Let’s turn to technology and communications. How are you positioned here going into the election, especially with antitrust talks ramping up?
Matt: Whoever is elected will likely continue pushing forward with antitrust investigations of Facebook, Alphabet and Amazon. But this will all move through the legal system at a pace that extends further than either Trump or Biden’s term. If we look at some of the past actions against IBM and Microsoft, they took a decade to resolve. Antitrust will likely be debated for the next two or three administrations. Ultimately, we don’t think this results in a break-up of big tech, but fines and changes to business practices are likely.
We are still positive on the sector and have an overweight in semis, software and internet media. Even with a challenging regulatory environment on the horizon, our conviction on big tech remains high as we think secular tailwinds will persist.

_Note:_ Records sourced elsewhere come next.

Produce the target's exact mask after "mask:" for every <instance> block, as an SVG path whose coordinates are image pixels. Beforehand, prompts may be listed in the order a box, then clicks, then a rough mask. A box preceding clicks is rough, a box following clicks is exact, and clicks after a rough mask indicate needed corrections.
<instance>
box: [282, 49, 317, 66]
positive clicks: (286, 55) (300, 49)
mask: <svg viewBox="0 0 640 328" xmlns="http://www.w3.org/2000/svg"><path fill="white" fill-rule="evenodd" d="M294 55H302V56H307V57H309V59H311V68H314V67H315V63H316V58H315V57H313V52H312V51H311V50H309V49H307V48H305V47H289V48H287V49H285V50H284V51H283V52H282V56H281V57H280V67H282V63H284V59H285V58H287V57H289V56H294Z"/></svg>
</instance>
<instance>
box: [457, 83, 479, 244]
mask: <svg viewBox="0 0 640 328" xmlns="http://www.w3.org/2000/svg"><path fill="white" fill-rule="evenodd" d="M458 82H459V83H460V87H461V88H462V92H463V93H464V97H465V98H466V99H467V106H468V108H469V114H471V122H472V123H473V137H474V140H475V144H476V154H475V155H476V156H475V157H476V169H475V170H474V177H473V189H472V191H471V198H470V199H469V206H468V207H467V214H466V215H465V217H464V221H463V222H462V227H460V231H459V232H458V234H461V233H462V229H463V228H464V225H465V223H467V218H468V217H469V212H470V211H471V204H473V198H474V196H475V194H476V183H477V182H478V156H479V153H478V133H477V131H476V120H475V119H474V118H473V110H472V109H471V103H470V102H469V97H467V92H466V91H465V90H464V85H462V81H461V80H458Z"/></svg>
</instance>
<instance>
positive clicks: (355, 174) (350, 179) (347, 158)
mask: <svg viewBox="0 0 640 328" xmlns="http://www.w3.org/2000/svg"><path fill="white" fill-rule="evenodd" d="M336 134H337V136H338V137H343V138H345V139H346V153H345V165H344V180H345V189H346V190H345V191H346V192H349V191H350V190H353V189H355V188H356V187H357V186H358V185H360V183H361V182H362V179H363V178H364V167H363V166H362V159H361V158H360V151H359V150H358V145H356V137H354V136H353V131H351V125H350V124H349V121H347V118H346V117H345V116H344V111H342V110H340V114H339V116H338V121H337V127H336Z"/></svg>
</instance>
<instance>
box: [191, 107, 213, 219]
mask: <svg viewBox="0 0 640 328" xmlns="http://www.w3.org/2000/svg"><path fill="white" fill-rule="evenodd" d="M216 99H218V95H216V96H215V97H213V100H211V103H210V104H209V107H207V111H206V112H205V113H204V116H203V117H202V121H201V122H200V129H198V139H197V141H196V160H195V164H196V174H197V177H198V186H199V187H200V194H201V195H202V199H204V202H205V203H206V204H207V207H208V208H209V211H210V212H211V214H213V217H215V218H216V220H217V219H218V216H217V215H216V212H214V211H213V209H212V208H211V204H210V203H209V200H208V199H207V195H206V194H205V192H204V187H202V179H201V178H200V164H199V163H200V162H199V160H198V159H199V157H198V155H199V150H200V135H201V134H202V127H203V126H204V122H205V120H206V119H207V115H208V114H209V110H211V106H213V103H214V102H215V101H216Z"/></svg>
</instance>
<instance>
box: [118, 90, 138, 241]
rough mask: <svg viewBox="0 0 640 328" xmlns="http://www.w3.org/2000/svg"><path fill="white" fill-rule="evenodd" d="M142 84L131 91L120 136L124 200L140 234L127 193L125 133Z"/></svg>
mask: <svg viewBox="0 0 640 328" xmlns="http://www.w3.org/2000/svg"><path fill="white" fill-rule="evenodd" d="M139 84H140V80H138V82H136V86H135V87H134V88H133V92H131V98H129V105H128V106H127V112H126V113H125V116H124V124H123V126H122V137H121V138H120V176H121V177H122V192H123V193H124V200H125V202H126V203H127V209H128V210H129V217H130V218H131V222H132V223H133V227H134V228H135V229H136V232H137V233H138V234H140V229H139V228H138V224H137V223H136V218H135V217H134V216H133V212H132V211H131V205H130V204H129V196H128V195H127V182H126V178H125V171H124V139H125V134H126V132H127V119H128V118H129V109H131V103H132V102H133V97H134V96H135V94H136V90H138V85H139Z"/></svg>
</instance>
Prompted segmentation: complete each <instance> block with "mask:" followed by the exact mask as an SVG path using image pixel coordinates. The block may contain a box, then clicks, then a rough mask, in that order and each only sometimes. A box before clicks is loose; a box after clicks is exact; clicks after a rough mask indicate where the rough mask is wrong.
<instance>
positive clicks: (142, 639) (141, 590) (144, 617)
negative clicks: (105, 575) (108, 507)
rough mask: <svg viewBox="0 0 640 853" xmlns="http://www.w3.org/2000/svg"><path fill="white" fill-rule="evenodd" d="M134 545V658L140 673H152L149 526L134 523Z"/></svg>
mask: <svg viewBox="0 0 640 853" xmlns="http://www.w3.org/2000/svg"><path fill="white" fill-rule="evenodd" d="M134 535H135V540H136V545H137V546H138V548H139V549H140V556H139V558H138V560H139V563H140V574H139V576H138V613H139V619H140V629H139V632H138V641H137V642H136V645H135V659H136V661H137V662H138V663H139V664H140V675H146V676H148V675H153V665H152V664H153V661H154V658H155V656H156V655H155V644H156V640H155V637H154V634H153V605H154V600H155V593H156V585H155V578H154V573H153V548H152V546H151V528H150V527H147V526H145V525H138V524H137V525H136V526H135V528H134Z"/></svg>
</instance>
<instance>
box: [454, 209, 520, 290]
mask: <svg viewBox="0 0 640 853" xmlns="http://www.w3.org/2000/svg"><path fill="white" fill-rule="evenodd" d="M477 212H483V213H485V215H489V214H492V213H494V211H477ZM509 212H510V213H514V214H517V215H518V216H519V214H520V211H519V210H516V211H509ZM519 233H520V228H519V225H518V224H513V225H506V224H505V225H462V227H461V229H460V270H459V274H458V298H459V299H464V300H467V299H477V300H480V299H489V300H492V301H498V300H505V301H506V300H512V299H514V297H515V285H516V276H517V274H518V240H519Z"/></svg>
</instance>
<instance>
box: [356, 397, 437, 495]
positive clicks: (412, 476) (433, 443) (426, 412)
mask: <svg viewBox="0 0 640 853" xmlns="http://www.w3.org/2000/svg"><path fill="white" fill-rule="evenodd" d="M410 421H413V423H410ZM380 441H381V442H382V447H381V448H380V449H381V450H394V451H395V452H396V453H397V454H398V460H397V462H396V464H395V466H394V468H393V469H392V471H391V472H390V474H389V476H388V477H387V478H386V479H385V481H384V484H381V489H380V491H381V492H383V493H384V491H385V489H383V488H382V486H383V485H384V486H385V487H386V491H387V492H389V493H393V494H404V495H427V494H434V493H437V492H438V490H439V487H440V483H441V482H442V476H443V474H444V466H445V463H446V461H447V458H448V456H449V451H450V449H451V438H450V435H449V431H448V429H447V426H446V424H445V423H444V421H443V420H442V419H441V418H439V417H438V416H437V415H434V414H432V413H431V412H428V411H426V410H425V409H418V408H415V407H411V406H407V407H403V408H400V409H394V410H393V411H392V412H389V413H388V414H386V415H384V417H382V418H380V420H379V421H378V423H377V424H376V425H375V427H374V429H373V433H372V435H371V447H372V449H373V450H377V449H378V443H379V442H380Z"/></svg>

We’re seeing a solid recovery in economic data. Does that bode well for industrials post-election?
Jeff: Again, our view on the sector is colored by a Democratic sweep. Democratic agendas tend to lean toward less defense spending, yet the U.S. has continued to be a defense-driven country. Given the long-term strength of the industry, we likely would not make any changes to our defense exposure.
Defense companies will likely be volatile over the next couple of quarters, potentially giving us an opportunity to invest in one of these high-quality franchises. Because we stick to a strategy that emphasizes quality companies and diversification, when the market overreacts, we are typically in position to take advantage by picking up companies that have screened well for us or adding to our holdings.
Matt: Biden's stated policies could lead to cost increases for many industrial companies, especially for companies with high labor costs. In addition to higher wage costs, there could be some disruption in supply chains for equipment and machinery manufacturers, as well as increased regulatory costs. But, again, we will only make changes if something significantly alters our outlook.
And, lastly, financials. They’ve underperformed in 2020, so how are you positioned in this sector heading into November?
Matt: While the financial sector is clearly one of the more discussed sectors when it comes to the election, we don’t foresee making many changes to what we currently own. We are overweight exchange platforms, capital markets and property and casualty insurers, while largely neutral on the banks.